I Don’t Love Boobies And Here’s Why

*** WARNING!  If you like my squeaky clean and apolitical persona, you may just want to skip this one.****

My husband thinks I’m ridiculous for getting so upset over this, but I remind him that he has a penis and this skews his vision of the world.  I can also remind him that he is a white male and that group really hasn’t had to fight to be taken seriously in the workplace or demand equal pay or has ever been told to “not worry their pretty little head” over what were considered “men’s” issues.  I can also remind him of the many campaigns out there targeting women’s self-image. Women have to deal with unrealistic body images, and whether we buy  into those images or not, we have to make the conscious decision to not compare ourselves to those images.  I work with high school students and know first-hand how images of women in the media affect their self-esteem.  Hence, the Keep A Breast “I love boobies” campaign targeted at kids irks me to no end.  (Please note that I am all FOR breast cancer research and all cancer research in general.  My beef is with this campaign only, and it’s unclear where their money is going.)

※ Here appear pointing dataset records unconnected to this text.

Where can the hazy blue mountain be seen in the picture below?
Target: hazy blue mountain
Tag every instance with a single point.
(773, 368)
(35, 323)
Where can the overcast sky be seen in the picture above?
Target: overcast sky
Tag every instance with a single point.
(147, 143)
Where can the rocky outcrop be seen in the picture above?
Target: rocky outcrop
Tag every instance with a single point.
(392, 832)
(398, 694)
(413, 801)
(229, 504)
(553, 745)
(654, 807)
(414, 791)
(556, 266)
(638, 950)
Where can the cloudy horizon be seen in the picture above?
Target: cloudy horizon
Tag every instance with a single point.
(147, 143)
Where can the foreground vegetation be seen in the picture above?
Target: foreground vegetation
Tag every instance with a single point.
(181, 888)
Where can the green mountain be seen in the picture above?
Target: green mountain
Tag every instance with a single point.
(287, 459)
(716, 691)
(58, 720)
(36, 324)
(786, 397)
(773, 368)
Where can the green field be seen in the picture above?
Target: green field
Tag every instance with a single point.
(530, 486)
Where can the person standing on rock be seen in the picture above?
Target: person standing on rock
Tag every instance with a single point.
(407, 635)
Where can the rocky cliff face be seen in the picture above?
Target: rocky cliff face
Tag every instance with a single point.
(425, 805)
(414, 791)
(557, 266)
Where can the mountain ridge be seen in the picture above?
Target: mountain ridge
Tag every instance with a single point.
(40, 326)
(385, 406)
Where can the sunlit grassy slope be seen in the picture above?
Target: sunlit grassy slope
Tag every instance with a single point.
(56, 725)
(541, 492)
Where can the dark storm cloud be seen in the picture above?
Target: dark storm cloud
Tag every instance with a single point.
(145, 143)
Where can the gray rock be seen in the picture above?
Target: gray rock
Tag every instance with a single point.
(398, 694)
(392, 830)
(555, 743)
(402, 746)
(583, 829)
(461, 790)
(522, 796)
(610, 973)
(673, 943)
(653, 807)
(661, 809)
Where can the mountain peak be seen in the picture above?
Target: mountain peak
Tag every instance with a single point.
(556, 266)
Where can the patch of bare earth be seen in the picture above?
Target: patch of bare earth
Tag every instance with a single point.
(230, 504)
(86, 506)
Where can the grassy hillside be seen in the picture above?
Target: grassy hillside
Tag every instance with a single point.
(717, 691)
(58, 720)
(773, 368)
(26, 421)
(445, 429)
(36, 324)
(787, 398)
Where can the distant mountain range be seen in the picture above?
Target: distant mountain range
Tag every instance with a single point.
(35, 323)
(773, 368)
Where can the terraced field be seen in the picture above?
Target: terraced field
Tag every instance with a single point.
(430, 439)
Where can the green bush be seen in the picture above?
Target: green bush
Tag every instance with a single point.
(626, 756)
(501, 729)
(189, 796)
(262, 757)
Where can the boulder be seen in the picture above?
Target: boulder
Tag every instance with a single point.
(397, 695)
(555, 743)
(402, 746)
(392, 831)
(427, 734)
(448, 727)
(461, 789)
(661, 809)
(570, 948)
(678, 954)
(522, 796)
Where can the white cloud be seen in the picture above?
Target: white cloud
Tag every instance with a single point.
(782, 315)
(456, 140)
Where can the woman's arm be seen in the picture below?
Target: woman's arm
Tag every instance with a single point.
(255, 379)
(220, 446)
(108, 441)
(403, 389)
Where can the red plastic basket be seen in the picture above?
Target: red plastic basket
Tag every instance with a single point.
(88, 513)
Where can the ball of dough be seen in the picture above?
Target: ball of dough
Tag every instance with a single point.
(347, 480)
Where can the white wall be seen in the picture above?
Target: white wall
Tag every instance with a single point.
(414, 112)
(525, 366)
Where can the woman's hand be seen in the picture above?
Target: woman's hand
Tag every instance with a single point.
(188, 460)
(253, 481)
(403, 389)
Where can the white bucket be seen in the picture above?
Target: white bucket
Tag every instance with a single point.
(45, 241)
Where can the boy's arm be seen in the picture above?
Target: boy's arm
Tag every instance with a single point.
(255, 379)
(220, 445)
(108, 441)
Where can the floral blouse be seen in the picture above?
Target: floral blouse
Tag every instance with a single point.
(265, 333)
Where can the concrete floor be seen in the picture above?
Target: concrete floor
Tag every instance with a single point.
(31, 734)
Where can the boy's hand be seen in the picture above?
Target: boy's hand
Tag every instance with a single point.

I’m confused.  Is this supposed to empower me or make me feel like a piece of meat?
via zazzle.com

I know what you’re thinking.  You’re thinking I’m jealous because I lack boobies of my own to love.  Yes, I know a ruler is more curvacious and that if I ever had a baby, it would starve, but hey, when (if) I run, nothing hits my chin.  It’s not a personal vendetta against women with actual boobs.  It deals more with other issues.  Take, for instance, cancer cells that might actually find room to grow on my chest, is it just my boobies that are worth saving or am I included in that package?  I know that I’m included in that package, but the whole phrase “I love boobies” states one (in this case, two) body part. It focuses on an object of our bodies, and the phrase disregards the rest.  In a time where we are trying to move away from objectification, we are taking a serious women’s issue and using it to objectify ourselves.  Is it worth it?  What message is being sent?  Why can’t we have pink wristbands that say “I love my mom, sister, aunt, grandma, cousin, best friend, etc.”?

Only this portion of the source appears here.